4
votes

Answer did not have pointers for this problem, because rollback deletes the stack.


Below is the CloudFormation template, written to launch Jenkins docker container in ECS container instance(DesiredCount: 1), in default public subnet.

Jenkins docker image is publicly available in dockerhub, which is launched in ECS container instance.

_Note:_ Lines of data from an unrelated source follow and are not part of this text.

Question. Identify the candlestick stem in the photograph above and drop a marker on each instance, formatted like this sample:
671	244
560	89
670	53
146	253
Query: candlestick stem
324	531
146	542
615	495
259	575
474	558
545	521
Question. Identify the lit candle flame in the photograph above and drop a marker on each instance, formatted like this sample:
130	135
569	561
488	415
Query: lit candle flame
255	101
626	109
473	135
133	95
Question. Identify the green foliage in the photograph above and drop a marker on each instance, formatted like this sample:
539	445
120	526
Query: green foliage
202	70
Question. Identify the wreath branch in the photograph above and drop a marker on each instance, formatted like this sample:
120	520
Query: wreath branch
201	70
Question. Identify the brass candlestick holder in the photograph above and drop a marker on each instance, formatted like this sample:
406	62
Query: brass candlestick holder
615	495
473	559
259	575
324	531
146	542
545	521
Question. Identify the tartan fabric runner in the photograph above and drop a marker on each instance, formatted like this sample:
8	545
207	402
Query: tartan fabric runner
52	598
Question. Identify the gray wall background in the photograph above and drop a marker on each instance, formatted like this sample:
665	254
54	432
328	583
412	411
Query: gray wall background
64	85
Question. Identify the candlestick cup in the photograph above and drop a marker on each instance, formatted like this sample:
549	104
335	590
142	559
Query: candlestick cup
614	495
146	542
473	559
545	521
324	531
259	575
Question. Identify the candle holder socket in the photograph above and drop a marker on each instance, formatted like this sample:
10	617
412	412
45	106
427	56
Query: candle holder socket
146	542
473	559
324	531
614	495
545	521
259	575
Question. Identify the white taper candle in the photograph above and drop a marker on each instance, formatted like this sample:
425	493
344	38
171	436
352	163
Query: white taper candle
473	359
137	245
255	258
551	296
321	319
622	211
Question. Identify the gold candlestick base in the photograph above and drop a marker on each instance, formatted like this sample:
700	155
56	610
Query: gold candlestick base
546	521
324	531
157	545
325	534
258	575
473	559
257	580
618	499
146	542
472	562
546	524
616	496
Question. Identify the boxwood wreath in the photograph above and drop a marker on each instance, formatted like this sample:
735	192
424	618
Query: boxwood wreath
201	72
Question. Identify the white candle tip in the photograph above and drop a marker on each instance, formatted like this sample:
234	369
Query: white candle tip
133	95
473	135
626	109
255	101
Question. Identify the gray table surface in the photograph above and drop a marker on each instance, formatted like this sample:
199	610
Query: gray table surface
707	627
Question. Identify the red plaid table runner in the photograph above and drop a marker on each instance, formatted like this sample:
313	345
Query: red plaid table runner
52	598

We used ECS optimised AMI image(ami-05958d7635caa4d04) ca-central-1 region, that run docker version 18.06.1.

{
    "AWSTemplateFormatVersion": "2010-09-09",
    "Description": "Jenkins Stack",
    "Parameters":{
        "VpcId": {
            "Type": "AWS::EC2::VPC::Id",
            "Description": "The target VPC Id"
        },
        "SubnetId": {
            "Type": "AWS::EC2::Subnet::Id",
            "Description": "The target subnet Id"
        },
        "KeyName": {
            "Type": "String",
            "Description": "The key pair that is allowed SSH access"
        }
    },
    "Resources":{
        "EC2Instance":{
            "Type": "AWS::EC2::Instance",
            "Properties":{
                "ImageId": "ami-05958d7635caa4d04",
                "InstanceType": "t2.micro",
                "SubnetId": { "Ref": "SubnetId"},
                "KeyName": { "Ref": "KeyName"},
                "SecurityGroupIds": [ { "Ref": "EC2InstanceSecurityGroup"} ],
                "IamInstanceProfile": { "Ref" : "EC2InstanceProfile"},
                "UserData":{
                    "Fn::Base64": { "Fn::Join": ["", [
                        "#!/bin/bash\n",
                        "echo ECS_CLUSTER=", { "Ref": "EcsCluster" }, " >> /etc/ecs/ecs.config\n",
                        "groupadd -g 1000 jenkins\n",
                        "useradd -u 1000 -g jenkins jenkins\n",
                        "mkdir -p /ecs/jenkins_home\n",
                        "chown -R jenkins:jenkins /ecs/jenkins_home\n"
                    ] ] }
                },
                "Tags": [ { "Key": "Name", "Value": { "Fn::Join": ["", [ { "Ref": "AWS::StackName"}, "-instance" ] ]} }]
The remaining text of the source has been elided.